Addressing spiritual issues is important to the planned change process since it helps formulate policies that conform to the client’s spirituality. In addition, it enables the implementation of the planned steps since one can determine how the client operates. Orienting theories explain human behavior, especially on how issues emerge. I will fix spirituality and faith to understand the human condition and bring about change related to personal development.
According to the article, spirituality involves an individual’s search for the purpose of life. In addition, it is an individual’s aspect of connection to nature, the universe, or a deity that is not necessarily identifiable. The connection to something bigger than an individual creates meaning to life. My definition of spirituality incorporates a sense of purpose and furnishes life with an experience beyond a sensory or physical level. In addition, the aspect of spirituality is subject to change throughout life since it conforms to personal experiences (University of Minnesota, 2019). The definition resonates with my opinion regarding faith since one can be spiritual but not conform to the doctrines of religion.
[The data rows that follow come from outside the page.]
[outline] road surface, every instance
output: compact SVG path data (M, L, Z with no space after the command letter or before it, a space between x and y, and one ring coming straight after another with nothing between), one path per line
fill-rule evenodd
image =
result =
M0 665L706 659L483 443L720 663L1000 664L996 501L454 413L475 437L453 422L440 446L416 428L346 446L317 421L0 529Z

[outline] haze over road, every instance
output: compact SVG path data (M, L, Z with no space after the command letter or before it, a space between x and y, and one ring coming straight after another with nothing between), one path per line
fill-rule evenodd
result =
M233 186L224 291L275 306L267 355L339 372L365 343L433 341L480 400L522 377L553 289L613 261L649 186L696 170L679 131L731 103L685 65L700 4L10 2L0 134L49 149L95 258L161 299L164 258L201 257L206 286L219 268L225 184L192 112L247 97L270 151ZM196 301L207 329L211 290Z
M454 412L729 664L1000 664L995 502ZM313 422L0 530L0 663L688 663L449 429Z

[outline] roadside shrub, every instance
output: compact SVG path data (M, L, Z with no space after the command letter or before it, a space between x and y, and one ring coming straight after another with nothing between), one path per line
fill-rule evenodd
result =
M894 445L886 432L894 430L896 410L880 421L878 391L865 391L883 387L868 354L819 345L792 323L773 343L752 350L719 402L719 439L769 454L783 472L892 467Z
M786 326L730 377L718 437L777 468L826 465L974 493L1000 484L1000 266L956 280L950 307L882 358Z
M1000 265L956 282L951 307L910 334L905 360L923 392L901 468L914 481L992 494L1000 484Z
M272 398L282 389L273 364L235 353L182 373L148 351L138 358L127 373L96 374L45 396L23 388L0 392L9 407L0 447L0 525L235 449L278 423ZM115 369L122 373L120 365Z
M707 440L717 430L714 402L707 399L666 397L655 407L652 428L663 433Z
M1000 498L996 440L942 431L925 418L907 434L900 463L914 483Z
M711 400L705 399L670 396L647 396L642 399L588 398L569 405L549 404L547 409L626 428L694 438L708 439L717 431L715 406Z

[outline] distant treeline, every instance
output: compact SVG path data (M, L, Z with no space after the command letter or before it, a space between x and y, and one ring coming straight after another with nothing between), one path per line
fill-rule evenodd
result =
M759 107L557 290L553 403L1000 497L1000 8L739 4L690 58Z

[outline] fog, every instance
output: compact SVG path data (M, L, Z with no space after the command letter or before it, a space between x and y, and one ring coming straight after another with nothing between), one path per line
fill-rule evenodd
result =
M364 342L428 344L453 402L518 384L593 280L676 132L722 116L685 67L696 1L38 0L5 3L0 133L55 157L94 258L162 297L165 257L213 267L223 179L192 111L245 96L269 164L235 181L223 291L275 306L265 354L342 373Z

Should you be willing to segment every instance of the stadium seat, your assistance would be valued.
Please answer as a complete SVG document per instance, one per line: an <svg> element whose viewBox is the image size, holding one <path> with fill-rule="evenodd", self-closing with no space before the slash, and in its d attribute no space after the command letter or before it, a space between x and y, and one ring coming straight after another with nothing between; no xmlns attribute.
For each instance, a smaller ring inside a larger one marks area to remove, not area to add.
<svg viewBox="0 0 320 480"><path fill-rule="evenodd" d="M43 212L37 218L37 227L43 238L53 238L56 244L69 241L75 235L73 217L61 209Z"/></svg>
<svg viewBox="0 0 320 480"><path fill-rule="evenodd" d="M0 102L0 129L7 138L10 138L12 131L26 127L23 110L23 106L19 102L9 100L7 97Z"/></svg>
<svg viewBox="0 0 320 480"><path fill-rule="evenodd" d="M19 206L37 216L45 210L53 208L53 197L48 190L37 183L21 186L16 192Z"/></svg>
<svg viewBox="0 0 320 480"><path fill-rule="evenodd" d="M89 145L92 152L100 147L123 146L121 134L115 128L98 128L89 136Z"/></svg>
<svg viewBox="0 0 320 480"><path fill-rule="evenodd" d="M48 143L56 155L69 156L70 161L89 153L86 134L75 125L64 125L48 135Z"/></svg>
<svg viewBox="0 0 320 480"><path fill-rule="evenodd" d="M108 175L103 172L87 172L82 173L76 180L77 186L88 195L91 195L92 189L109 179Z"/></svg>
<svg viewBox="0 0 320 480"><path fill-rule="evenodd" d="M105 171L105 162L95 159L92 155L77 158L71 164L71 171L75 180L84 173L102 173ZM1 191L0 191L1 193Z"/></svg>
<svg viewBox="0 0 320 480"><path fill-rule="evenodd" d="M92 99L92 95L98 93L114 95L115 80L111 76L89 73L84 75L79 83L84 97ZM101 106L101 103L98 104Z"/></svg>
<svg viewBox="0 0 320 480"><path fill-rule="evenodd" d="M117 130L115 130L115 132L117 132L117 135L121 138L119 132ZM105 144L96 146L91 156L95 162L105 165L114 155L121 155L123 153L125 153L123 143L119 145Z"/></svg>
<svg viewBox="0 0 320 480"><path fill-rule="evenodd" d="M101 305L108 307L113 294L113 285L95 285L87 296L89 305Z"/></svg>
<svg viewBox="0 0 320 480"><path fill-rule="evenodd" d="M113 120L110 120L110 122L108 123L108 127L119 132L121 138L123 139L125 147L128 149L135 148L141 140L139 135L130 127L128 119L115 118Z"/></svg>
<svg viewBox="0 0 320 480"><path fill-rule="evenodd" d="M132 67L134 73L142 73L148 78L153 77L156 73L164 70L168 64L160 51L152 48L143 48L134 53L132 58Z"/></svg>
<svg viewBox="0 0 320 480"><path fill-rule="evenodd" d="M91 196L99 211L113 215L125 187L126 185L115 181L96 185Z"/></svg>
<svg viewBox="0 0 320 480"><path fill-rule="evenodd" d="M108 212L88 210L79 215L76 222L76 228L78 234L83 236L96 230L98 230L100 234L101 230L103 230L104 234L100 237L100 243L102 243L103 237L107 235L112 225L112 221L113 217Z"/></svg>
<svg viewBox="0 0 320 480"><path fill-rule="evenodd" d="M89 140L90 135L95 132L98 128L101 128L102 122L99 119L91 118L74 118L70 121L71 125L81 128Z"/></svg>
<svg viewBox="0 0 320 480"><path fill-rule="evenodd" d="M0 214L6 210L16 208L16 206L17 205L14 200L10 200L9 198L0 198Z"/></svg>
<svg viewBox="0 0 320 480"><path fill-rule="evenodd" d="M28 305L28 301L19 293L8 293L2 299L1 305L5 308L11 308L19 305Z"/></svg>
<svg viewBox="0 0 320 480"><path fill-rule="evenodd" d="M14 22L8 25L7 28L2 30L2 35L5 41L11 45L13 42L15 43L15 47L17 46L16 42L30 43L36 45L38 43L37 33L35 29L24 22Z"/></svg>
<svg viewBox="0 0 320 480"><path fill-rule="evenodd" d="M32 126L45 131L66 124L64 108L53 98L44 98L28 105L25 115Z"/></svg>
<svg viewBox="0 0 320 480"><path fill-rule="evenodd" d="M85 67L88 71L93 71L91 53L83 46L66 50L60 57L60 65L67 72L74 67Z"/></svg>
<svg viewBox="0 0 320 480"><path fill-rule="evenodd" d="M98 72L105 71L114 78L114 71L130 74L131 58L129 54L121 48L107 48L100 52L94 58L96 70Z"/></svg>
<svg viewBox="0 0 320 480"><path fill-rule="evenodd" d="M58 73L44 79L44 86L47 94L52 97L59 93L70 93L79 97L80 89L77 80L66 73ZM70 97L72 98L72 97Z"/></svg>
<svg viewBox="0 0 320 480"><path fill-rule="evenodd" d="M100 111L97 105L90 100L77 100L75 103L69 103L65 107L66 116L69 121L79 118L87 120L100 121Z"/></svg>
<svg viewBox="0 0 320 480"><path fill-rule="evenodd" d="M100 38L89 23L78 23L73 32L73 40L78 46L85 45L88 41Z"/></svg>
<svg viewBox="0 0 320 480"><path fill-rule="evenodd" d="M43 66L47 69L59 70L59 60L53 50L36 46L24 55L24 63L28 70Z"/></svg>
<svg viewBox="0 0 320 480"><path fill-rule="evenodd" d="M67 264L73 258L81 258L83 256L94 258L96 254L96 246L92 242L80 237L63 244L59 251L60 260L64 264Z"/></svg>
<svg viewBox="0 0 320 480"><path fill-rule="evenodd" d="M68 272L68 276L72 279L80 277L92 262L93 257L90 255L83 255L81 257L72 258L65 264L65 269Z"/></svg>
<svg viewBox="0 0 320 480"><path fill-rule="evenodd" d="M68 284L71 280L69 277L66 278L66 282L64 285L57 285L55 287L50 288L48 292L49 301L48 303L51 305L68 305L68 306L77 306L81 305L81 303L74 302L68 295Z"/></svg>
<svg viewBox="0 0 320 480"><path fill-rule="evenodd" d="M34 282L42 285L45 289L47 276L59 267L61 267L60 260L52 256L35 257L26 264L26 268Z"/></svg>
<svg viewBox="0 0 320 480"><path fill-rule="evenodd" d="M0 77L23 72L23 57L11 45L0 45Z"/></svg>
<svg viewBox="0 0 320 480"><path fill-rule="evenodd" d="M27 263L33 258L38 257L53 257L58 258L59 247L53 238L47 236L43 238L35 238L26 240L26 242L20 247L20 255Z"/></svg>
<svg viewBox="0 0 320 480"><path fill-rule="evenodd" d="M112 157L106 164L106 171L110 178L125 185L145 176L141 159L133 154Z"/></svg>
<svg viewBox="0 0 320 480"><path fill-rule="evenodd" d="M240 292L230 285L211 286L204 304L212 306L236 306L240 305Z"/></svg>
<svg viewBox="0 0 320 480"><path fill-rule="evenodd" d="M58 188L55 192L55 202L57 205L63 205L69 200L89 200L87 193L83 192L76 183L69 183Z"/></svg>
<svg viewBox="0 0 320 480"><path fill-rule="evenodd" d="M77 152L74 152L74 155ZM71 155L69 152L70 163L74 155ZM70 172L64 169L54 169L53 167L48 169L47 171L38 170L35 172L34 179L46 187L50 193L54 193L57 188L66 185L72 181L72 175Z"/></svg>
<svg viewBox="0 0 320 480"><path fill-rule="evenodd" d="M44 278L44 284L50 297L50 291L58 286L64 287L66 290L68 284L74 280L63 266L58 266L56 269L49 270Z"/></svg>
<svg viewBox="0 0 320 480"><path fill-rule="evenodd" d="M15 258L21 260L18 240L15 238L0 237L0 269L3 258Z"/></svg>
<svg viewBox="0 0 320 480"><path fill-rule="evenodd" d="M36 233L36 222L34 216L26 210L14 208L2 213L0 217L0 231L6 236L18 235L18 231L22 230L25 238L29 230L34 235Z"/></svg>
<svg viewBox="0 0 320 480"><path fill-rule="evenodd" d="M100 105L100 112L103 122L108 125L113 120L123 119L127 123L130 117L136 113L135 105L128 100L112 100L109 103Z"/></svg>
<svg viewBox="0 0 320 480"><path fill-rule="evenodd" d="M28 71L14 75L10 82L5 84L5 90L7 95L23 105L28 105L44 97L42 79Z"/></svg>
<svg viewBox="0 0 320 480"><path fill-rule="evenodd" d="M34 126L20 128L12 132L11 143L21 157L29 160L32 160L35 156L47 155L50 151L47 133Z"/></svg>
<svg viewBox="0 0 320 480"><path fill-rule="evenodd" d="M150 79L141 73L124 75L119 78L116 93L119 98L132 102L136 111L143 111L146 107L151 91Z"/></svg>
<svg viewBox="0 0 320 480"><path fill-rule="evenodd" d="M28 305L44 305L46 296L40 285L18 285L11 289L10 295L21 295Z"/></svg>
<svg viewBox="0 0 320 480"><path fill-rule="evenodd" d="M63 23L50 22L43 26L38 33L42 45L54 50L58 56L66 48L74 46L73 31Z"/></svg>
The most appropriate criteria for taking a spiritual history is asking the most relevant questions for each aspect. The F in FICA questions faith; thus, I would ask if the client is spiritual (Puchalski, 2021). The I represents the importance of spirituality in the client’s life; thus, I would ask if their beliefs strongly influence their decisions. The C represents community; therefore, I would inquire if there are actively involved in the community and whether they use the community as their support. The A involves addressing the concerns raised; thus, I would inquire how the client wants to address these issues. The tool helps integrate open-minded questions with religion; therefore, the client is at ease expounding on their faith. The tool helps support different levels of Maslow’s hierarchy of needs. The best way to use the tool is through personal interviews.
The most critical fear I have about discussing faith with clients is that they may hold back on important issues as they fear religious coercion or prefer to separate the sacred from the secular. I have these concerns since religion can be used to manipulate clients. Therefore, leveraging spirituality over faith would best suit my approach to increase my level of comfort. The most appropriate is the NASW Code of Ethics Standards 2.01, which suggests that social workers should not demean clients’ religious beliefs.